ALAIN BADIOU : ELOGE DU THEATRE

FESTIVAL D’AVIGNON : Conférence d’Alain Badiou « Eloge du théâtre », dans le Cadre du « Théâtre des idées » / Le dimanche 15 juillet 2012 / Gymnase Saint Joseph.

Le philosophe, romancier et dramaturge Alain Badiou, lors d’une conférence intitulée « Eloge du théâtre » donnée dans le cadre du « Théâtre des idées » le 15 juillet dernier, a tenté de penser les rapports qu’entretient ce vieux couple que forment philosophie et théâtre, examinant certaines périodes de son histoire traversée par de multiples tensions.

Le théâtre à toujours eu à défendre une forme de légitimité. En commençant par la Grèce, berceau de la philosophie et du théâtre, la naissance de cet art vivant, ne peut être qu’associée à Platon qui, dans « La République », exhorte à une posture radicale : chasse les poètes de la cité. Le théâtre lui apparaît laors comme un simulacre, une scène où les illusions se succèdent. De par son procédé de représentation, le théâtre ne fait que dissimuler les idées comme le Beau, en soi seuls gages de vérité selon le philosophe.

Rousseau dans sa « Lette à d’Alembert » s’attaque lui-aussi violemment au théâtre, cérémonie bourgeoise qui divise plutôt qu’elle rassemble. Dés lors il lui préfère les fêtes populaires, événements qui privilégient une expérience commune plus propice au rassemblement collectif. Sa lettre évoque également de manière négative le statut de comédien : « Qu’est ce que le talent de comédien ? L’art de se contrefaire, de revêtir un autre caractère qui est le sien or le plus noble de tous est celui d’être un homme ». Rousseau constate qu’un comédien pour jouer doit apprendre à duper.
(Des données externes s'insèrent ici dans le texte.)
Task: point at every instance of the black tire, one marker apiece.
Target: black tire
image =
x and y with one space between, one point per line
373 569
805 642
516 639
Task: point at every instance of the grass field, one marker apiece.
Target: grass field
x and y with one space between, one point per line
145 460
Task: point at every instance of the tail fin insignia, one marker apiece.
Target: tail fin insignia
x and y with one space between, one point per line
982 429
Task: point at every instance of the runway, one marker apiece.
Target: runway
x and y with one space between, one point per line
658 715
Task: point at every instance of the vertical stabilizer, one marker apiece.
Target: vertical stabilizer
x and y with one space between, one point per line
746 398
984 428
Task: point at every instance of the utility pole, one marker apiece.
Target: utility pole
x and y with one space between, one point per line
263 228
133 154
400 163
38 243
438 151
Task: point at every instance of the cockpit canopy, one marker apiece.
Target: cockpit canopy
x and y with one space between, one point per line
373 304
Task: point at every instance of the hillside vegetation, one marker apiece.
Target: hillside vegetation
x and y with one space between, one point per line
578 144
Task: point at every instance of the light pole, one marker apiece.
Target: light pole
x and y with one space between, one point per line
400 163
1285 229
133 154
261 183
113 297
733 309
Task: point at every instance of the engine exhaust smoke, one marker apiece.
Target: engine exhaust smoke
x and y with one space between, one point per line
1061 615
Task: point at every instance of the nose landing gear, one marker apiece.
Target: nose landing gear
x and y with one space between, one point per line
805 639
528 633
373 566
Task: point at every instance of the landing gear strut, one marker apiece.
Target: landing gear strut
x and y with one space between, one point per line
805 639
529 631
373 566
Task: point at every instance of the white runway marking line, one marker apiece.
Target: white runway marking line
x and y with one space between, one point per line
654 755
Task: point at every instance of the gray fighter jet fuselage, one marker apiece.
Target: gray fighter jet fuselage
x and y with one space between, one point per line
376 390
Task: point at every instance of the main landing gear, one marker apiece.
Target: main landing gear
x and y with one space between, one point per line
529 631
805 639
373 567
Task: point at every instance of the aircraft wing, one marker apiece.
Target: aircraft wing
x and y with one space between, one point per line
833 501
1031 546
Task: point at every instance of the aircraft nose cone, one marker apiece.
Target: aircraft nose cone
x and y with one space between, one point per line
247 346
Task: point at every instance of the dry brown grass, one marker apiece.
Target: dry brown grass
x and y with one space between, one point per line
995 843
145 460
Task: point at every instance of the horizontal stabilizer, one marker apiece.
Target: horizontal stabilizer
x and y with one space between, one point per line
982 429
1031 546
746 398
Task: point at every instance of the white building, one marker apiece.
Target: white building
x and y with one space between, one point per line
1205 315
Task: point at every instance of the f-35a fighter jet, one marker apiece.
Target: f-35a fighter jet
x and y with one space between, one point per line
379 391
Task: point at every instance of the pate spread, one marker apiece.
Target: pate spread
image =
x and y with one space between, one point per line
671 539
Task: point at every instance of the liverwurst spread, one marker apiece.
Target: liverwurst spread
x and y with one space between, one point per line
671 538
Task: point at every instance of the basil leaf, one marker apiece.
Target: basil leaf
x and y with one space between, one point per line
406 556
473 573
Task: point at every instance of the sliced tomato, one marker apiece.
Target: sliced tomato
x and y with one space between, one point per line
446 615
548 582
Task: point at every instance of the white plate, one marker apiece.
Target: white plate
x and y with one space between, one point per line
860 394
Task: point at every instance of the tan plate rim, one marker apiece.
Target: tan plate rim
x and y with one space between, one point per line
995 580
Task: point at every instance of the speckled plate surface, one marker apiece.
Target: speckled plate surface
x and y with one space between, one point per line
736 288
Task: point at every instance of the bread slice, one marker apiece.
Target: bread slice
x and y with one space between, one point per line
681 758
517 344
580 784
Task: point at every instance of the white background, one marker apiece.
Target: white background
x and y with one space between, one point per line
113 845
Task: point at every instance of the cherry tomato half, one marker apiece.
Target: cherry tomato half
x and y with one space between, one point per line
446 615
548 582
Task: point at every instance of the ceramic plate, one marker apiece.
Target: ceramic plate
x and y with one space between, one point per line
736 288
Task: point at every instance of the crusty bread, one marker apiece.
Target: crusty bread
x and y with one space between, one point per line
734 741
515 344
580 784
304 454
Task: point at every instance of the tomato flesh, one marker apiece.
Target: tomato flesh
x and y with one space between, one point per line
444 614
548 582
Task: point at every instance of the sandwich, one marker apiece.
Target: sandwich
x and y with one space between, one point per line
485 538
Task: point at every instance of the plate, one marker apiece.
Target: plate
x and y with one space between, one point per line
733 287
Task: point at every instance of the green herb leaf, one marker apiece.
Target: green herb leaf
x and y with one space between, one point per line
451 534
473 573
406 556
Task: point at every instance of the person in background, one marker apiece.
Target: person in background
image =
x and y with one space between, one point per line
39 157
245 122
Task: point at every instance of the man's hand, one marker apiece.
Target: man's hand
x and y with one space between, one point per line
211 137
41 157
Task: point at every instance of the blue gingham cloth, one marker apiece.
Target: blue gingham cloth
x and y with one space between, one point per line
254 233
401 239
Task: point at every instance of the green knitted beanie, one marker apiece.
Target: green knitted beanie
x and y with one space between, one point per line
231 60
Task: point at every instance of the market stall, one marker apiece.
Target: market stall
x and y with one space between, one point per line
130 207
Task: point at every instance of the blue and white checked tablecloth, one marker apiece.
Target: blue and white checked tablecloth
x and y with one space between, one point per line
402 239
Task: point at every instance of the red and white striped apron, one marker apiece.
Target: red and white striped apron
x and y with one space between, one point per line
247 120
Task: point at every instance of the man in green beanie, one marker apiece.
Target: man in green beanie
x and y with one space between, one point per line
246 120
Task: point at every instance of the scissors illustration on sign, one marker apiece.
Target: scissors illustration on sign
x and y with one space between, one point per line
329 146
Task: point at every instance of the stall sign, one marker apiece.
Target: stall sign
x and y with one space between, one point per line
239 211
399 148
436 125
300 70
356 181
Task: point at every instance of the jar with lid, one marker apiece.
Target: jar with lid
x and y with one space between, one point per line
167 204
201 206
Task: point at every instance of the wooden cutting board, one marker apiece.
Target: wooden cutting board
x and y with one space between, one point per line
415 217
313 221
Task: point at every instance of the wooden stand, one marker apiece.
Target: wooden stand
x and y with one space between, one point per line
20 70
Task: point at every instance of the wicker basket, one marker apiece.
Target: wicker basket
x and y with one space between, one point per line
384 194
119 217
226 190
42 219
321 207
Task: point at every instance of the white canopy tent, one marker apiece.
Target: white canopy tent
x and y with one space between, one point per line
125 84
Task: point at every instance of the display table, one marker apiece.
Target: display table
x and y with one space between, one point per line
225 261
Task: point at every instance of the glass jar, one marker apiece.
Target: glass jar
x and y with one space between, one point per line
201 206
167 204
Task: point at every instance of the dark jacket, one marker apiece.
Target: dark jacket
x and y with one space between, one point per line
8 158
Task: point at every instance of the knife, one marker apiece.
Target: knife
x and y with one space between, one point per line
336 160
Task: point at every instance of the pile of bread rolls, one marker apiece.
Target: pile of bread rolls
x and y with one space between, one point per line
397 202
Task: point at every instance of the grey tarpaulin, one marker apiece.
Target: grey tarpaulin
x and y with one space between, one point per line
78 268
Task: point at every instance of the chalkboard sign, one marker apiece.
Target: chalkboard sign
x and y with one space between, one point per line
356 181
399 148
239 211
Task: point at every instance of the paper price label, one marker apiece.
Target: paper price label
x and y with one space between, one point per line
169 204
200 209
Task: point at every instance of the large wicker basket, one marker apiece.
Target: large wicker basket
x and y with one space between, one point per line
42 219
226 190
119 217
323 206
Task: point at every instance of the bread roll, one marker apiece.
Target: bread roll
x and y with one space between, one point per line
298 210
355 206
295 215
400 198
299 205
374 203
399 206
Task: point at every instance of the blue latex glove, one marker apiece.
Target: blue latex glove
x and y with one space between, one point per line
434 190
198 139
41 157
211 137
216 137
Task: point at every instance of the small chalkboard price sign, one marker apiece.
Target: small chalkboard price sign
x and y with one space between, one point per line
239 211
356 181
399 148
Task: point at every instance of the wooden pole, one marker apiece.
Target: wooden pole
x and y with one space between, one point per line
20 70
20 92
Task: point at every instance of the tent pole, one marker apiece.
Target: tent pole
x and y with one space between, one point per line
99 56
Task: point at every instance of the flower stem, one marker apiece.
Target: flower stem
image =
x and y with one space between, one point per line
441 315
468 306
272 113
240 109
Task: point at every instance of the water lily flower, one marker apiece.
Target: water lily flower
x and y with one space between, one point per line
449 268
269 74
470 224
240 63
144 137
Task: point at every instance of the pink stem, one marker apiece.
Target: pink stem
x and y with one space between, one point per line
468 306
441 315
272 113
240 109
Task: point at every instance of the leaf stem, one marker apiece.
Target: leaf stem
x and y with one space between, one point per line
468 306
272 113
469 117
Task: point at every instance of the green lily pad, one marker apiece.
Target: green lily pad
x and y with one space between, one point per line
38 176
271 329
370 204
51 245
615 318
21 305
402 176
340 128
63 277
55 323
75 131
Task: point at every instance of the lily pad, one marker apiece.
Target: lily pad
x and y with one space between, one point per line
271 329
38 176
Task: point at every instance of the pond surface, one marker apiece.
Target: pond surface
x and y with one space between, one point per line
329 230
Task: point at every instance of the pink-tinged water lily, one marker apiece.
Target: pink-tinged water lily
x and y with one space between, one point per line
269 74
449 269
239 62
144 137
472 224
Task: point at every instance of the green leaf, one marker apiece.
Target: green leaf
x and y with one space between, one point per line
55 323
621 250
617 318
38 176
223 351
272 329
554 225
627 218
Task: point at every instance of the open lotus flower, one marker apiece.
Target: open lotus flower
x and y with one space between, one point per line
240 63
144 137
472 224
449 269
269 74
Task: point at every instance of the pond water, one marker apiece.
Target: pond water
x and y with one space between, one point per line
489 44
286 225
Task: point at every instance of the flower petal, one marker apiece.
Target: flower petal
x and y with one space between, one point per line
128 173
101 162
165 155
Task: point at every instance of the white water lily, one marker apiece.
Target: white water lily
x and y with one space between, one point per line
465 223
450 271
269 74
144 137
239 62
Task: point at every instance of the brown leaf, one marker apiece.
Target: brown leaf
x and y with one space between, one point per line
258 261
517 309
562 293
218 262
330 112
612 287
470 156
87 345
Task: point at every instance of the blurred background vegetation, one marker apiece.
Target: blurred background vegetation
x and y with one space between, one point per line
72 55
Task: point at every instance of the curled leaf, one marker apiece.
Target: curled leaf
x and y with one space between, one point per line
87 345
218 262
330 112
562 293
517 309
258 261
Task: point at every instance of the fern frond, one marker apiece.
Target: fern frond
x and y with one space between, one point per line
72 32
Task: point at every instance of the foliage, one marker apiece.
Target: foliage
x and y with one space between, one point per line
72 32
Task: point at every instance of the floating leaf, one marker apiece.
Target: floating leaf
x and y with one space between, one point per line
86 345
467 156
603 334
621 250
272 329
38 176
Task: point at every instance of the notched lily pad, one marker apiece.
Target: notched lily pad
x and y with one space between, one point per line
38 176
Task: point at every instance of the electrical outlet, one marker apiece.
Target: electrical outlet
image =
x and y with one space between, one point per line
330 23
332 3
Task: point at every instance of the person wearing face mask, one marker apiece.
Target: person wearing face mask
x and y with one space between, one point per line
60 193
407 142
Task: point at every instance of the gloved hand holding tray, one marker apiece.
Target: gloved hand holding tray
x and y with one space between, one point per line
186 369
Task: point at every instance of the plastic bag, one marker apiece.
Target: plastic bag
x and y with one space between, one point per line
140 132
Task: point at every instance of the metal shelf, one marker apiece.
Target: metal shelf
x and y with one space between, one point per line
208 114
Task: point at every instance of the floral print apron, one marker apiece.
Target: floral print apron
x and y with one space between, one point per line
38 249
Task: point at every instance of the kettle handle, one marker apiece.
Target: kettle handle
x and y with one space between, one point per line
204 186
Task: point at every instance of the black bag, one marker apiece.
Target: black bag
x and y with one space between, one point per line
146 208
Cet art du mensonge risque d’être utilisé par celui qui le maîtrise au-delà des planches, ce qui pourrait constituer un véritable danger pour l’ensemble des citoyens. Cette profession, dont l’artifice et le faux-semblant sont le fonds de commerce, ne peut que nuire, toujours selon Rousseau, à l’adéquation parfaite entre d’un côté l’intérêt particulier et de l’autre l’intérêt général, institué par le pacte social.

L’autre critique évoquée par Badiou est celle de la forme figée d’un théâtre muséifié. Un théâtre tout simplement mort, qui n’atteint plus la haute spiritualité qu’il a pu manifester à une certaine période de son histoire, comme en Grèce ou durant le Christianisme. Il est pris dans des formes et des codes présupposés, qui lui ôtent de cette manière son flux vital, nécessaire à un chemin créatif.

Un des désirs du philosophe est de discerner le réel sous le jeu des apparences, jeu auquel le théâtre, lieu des masques et des faux-semblants, paraît se dévouer. L’interrogation que porte alors la réflexion de Badiou est Comment penser philosophiquement le théâtre à partir de ce paradoxe initial ?

Badiou a dégagé de ces différentes critiques le fait que la relation entre théâtre et philosophie n’est certes pas simple, mais extrêmement féconde. La force extraordinaire de ce couple vient du fait que le théâtre est «une machine à contradiction», comme le dit si bien le philosophe, c’est-à-dire qu’il a la possibilité avec ses procédés représentatifs d’absorber toutes les contradictions, à l’image du théâtre de Pirandello.

Ainsi la critique lui est favorable, car le théâtre l’absorbe pour la transformer en représentation. Dés lors les ennemis les plus acharnés en philosophie du théâtre n’on fait que soutenir une tendance possible du théâtre lui-même. D’ailleurs, dans notre entretien pour Inferno, Badiou est amené à dire que le théâtre « aujourd’hui est porté par une forme de Rousseauisme ». Un théâtre placé sous le signe de la présence pure, un théâtre qui vise de cette manière la déconstruction de la représentation pour amener la vie sur scène.

La scène contemporaine fait écho à l’exigence rousseauiste d’un divertissement qui n’imiterait rien, c’est-à-dire un «théâtre» qui serait pure présentation du peuple à lui-même, sans passer par la médiation imitative, animé par cette recherche de réel et non plus de faux-semblants et d’artifices, en réponse aux discours collectifs « cadavéreux ». Dés lors, le théâtre contemporain décrit par Alain Badiou est un théâtre fait par le spectateur.